I've never heard of them being used for dressage but see no reason why they couldn't be. I've seen them used for mounted shooting, endurance and jumping.


----------



## CORockyGal (Jun 4, 2008)

Hi firespirit!

Dressage is a great way to really build up the horse's back muscles, and to teach them to stretch and collect their frames. There are lots of avenues for you to compete in gaited dressage events. However, I wouldn't suggest doing traditional dressage, as you would be required to trot in the patterns. I allow my horses to trot a little bit...but you may lose some of your nice singlefoot gait, if you allow your horse to stay in the trot mode. Trotting is much easier & more effortless than gaiting, so your horse may have a hard time keeping a nice gait over time.

One myth about the Rockies is that they don't canter... I love cantering mine, although I do have a few who are on the pacey side, so instead of doing a nice 3 beat canter, they do a 4beat pace-gallop. Yuck! My mare, Nikki, competed against some nice Tennessee Walking horses in a 3 gaited class last year (walk, gait & canter), and she beat out some really nice horses to win the class!  

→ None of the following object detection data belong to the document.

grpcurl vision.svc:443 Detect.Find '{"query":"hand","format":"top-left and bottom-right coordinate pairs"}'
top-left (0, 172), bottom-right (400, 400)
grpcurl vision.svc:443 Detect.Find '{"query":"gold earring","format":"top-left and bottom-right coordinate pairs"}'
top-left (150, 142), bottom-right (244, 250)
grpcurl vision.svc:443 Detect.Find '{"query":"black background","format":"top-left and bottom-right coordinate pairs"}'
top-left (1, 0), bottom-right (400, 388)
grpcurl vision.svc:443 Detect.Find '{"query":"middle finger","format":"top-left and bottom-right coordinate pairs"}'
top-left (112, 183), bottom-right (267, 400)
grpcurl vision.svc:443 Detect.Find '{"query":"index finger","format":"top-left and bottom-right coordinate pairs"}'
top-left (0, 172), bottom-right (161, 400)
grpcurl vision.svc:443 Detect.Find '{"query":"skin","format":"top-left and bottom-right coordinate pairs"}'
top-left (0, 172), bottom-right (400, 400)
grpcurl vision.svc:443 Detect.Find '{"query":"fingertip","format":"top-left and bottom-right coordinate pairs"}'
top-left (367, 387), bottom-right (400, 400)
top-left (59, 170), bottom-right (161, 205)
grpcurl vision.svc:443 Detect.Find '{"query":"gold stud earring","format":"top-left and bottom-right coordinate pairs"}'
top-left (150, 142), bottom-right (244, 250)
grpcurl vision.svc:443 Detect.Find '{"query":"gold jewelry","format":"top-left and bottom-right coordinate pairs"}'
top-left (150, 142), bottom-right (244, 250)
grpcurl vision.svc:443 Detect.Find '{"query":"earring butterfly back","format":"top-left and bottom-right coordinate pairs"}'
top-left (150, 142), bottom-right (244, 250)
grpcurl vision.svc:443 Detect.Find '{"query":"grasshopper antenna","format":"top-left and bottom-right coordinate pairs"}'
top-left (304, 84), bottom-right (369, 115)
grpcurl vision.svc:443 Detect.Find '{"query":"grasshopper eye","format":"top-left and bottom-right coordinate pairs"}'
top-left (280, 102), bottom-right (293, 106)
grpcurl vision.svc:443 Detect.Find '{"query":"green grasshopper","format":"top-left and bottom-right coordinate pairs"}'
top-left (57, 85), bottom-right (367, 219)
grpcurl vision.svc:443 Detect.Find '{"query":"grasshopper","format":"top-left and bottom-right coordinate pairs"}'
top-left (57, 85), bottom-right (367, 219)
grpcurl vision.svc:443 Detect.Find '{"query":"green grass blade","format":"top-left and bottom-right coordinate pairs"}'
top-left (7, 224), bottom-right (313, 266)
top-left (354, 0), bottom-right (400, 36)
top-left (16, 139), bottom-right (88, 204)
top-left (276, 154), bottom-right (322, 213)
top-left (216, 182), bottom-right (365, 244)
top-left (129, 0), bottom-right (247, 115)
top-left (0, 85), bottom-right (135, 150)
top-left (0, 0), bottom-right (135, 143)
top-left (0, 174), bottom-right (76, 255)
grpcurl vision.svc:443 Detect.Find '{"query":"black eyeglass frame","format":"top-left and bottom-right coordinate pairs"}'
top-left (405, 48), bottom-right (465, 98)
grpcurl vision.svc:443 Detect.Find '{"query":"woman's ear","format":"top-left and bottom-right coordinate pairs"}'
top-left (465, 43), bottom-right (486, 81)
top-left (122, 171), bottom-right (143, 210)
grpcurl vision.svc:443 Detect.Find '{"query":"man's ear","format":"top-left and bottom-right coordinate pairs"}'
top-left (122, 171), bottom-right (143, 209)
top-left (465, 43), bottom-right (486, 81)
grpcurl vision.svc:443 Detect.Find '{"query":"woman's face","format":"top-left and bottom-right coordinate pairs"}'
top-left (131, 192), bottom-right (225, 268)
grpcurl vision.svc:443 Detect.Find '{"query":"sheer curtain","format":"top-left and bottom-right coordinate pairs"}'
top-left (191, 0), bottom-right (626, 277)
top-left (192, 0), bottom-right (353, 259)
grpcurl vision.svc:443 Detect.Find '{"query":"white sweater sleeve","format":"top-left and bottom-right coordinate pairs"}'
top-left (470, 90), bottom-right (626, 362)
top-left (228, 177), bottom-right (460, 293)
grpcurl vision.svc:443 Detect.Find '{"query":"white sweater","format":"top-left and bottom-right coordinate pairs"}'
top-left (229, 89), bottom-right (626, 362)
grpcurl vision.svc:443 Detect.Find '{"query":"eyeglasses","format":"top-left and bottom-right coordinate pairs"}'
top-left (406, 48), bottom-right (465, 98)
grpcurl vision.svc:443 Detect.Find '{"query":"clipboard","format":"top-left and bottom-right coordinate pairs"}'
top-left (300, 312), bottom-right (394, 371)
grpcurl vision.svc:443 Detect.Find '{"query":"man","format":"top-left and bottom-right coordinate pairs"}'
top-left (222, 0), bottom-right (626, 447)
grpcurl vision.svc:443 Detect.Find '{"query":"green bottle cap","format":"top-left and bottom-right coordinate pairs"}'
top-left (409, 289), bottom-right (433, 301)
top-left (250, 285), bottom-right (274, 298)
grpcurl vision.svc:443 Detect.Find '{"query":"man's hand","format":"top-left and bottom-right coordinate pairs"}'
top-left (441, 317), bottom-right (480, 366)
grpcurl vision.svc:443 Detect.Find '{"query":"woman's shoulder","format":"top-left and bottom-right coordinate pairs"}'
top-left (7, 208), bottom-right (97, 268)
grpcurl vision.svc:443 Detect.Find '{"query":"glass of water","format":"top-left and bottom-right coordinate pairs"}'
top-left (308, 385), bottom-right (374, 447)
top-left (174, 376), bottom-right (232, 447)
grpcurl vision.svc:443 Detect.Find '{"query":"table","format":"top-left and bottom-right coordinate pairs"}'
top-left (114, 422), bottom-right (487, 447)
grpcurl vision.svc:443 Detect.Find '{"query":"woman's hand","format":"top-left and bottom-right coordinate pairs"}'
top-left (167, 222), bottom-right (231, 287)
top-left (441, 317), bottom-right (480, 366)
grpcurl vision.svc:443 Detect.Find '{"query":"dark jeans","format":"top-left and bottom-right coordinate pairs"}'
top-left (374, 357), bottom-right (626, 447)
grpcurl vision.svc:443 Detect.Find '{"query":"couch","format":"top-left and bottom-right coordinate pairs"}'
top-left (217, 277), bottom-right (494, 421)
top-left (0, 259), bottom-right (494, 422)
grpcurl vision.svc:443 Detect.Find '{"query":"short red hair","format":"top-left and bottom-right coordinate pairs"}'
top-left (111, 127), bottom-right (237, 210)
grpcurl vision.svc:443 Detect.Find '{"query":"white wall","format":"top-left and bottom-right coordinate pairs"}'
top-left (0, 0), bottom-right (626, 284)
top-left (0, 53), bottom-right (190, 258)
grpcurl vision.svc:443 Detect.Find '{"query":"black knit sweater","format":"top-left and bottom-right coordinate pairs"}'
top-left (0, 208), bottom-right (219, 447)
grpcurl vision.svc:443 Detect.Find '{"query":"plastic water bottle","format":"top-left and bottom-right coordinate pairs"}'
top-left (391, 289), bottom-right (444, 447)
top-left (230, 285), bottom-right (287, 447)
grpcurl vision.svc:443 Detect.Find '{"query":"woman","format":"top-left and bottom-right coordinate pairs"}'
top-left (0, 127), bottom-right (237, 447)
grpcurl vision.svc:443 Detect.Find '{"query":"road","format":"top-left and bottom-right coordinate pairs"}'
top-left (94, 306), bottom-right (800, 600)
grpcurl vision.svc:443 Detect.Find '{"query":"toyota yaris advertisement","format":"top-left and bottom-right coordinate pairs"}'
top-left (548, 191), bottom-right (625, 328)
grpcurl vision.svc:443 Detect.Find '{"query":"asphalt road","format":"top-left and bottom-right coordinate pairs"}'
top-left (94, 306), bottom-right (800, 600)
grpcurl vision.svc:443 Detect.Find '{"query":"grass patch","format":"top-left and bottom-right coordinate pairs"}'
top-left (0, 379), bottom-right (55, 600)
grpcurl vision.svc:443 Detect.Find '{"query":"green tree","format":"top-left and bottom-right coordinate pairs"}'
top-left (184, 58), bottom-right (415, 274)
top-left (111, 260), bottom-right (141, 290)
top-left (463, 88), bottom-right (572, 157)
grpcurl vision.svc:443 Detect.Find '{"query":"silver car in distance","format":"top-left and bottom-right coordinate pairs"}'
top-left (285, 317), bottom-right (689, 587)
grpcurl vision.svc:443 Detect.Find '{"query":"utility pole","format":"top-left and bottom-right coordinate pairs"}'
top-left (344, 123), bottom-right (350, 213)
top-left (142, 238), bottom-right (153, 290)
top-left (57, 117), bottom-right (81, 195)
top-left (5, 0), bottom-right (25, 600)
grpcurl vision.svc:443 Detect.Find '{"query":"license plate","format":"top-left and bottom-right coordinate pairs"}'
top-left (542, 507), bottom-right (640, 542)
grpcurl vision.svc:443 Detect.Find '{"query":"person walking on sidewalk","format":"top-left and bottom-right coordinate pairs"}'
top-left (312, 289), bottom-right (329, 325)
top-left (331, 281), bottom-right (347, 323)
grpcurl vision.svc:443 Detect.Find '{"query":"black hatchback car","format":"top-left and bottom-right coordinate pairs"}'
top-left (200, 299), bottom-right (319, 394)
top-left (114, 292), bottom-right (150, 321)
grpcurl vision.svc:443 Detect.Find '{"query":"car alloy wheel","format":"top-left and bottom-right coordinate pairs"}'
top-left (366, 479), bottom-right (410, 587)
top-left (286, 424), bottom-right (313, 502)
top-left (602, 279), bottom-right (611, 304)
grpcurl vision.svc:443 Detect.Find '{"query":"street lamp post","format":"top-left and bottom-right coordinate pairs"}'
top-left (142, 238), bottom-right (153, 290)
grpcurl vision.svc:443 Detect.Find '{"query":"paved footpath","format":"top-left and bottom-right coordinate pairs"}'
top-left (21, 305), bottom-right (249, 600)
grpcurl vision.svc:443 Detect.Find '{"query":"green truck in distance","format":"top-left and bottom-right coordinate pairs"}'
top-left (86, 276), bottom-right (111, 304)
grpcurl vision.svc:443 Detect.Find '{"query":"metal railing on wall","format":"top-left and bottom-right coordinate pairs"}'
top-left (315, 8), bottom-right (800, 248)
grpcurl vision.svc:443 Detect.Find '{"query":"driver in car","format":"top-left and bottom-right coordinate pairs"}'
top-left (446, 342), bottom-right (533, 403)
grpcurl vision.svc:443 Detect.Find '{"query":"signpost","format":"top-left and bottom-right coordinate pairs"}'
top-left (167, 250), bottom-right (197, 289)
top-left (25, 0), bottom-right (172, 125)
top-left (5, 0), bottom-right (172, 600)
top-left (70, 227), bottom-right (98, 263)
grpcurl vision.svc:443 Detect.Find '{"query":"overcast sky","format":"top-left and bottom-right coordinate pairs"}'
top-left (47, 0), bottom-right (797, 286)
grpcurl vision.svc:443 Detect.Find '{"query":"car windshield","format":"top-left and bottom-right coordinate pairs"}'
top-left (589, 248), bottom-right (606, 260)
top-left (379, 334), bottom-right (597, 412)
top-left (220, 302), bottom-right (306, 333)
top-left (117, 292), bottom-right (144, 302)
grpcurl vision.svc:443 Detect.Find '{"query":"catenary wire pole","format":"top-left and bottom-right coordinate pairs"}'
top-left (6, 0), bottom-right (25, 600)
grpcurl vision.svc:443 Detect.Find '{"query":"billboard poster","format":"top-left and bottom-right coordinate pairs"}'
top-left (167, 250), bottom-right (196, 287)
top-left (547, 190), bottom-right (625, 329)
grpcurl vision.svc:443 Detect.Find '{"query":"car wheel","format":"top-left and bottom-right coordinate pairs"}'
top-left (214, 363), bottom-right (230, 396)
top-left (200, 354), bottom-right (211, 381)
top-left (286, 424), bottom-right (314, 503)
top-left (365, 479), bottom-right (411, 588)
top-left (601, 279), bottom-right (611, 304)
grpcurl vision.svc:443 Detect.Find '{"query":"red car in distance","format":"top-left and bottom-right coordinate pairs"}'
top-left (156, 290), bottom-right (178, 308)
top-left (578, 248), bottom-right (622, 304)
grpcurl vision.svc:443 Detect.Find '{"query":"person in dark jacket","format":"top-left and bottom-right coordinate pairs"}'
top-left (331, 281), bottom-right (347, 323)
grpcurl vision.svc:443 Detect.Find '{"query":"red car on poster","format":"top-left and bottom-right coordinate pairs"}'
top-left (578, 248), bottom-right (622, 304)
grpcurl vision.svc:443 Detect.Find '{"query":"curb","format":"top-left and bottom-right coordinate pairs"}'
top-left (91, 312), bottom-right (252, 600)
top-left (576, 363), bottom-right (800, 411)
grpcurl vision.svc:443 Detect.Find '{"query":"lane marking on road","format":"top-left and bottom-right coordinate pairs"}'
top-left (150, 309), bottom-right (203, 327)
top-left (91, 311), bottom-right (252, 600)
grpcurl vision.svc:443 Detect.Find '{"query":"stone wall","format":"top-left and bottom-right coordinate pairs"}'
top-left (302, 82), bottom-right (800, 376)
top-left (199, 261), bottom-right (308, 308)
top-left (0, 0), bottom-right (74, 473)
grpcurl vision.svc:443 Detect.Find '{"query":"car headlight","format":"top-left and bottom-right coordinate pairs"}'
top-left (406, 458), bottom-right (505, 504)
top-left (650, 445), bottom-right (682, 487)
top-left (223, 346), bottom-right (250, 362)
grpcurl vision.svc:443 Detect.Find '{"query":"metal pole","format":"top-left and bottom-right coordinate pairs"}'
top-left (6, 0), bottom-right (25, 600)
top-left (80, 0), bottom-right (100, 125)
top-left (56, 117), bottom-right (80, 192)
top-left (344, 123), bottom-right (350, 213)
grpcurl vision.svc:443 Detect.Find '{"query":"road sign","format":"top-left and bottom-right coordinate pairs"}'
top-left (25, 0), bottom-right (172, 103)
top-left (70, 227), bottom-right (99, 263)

My last word on this topic... many people buy horses thinking to do everything with them... However, know that the Rockies were bred to be calm, smooth trail mounts...while they can do other things, sometimes they won't excel in these tasks. Same goes for other breeds.. People should first pick a horse for the sport they want to compete in... if you want to do more, realize there will be some limitations. 

Just my thoughts! Personally, I do shows, trail trials, parades & some gaited dressage with my horses. 

Jennifer's Stonehedge Farms--Cedaredge, CO


----------



## firemom1 (Jul 17, 2008)

I was going to sugest the gaited dressage too! I ahve heard of it, but have not seen it yet! Woudl really like too though!


----------



## dreamj (Oct 6, 2011)

They can do anything you teach them to. Check this out.http://www.youtube.com/watch?v=UiPRnZK9Mbg


----------



## SarahAnn (Oct 22, 2011)

I am really interested to see what you end up using him for! You never know what you might be able to do with a horse... they're all different!


----------